There are legitimate concerns, many of them repeatedly raised by this editorial page, about serious consequences of U.S. military action against Iraq. War may provoke more terrorism; it would be costly; it could destabilize the Middle East, endanger Israel and Arab nations friendly to Washington and imperil world oil supplies.

But there is also the risk -- and it cannot be ignored -- of Iraq's stockpiles of anthrax, mustard gas and other weapons winding up in terrorists' hands. Iraq says it has no such weapons; Hans Blix, the chief weapons inspector, doubts that claim and said Friday that Baghdad had rebuilt missile facilities that U.N. inspectors destroyed more than four years ago. That fact and many others put the disarmament problem squarely in the lap of the U.N. Security Council.

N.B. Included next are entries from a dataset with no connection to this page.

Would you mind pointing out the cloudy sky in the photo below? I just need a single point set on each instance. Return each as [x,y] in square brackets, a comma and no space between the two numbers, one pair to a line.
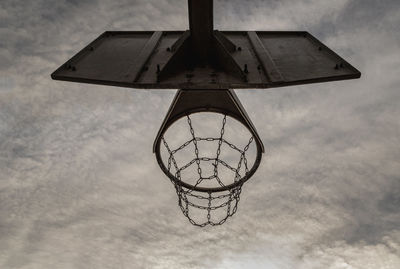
[80,187]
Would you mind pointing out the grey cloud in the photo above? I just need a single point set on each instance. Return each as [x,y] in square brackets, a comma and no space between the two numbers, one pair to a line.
[79,185]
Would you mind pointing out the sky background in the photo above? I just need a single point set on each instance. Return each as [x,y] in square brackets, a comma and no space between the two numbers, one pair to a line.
[80,186]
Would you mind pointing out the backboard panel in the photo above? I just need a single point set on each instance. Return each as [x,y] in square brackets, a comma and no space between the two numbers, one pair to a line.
[269,59]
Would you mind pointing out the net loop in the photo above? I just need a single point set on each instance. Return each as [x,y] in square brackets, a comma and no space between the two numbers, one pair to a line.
[207,200]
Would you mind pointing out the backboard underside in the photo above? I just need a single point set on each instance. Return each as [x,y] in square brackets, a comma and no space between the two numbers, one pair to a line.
[266,59]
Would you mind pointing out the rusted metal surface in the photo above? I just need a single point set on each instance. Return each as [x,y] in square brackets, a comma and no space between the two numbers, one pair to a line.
[265,59]
[201,28]
[116,58]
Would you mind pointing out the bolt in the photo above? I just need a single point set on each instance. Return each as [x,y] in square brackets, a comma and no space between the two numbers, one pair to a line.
[245,69]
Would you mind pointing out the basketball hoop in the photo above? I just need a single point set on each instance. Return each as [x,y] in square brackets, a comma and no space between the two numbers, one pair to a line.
[207,180]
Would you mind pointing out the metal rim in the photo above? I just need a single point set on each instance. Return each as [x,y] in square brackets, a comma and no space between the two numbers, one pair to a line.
[240,182]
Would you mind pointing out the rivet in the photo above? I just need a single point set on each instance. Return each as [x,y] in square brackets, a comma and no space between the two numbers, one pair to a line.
[245,69]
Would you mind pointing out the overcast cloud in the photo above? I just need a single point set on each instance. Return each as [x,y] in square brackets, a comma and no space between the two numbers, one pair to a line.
[80,187]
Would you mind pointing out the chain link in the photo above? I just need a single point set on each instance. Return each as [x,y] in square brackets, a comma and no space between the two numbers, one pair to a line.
[188,198]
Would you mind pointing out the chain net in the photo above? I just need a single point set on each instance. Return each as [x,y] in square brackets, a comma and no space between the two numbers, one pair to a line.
[205,203]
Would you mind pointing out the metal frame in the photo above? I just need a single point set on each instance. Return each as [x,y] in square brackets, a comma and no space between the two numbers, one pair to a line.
[218,101]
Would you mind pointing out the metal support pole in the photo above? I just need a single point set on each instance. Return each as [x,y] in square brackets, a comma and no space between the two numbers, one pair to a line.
[201,27]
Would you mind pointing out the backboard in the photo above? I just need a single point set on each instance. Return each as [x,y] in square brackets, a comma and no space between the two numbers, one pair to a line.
[159,60]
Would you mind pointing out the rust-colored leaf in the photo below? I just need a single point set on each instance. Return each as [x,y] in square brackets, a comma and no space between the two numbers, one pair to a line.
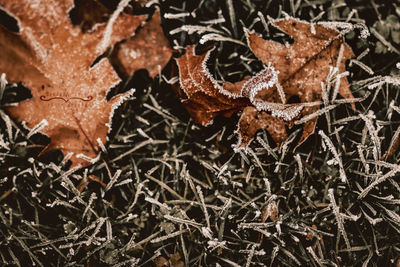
[202,97]
[149,49]
[297,70]
[174,261]
[53,59]
[303,65]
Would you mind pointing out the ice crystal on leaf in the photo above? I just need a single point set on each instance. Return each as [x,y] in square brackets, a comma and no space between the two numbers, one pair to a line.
[58,62]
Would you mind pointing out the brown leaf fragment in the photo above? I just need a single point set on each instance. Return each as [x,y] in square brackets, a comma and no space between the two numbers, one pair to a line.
[202,97]
[53,59]
[304,64]
[149,49]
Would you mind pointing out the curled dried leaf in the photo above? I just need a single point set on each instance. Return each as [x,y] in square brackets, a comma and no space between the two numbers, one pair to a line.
[291,70]
[54,60]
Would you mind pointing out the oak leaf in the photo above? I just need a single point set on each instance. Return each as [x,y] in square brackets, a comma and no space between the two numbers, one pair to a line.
[56,61]
[291,70]
[148,49]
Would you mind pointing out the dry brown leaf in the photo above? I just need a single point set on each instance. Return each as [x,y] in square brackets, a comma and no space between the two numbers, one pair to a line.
[174,261]
[149,49]
[202,97]
[53,59]
[298,69]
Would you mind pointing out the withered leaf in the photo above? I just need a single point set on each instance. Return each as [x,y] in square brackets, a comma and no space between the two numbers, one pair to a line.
[303,65]
[53,59]
[292,70]
[148,49]
[203,98]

Shirking that responsibility merely invites what much of the world community and many in this country do not want: a military response led by the United States.

French Foreign Minister Dominique de Villepin said France realizes force may be required "one day" if inspections cannot continue. France should specify that day. But the exact time should be based not on inspectors' success in finding prohibited weapons in an elaborate hide-and-seek contest in a nation the size of California. The date should be based on Iraq's defiance of years of Security Council demands to disarm.

Secretary of State Colin L. Powell said he expected a new report from Blix and Mohamed ElBaradei March 1. By then the United States will have about 150,000 troops close to Iraq. The Bush administration should continue to consult with Security Council members on a second resolution approving U.N. military action if Iraq remains recalcitrant. But if the council just stands by as Baghdad continues to possess prohibited weapons and watches Washington go to war with a "coalition of the willing" not sanctioned by the United Nations, it will seriously, perhaps fatally, damage itself. The best way for France and others to stop what they see as unrestrained U.S. initiative is to give the United States a viable alternative. Endless stalling is not that alternative.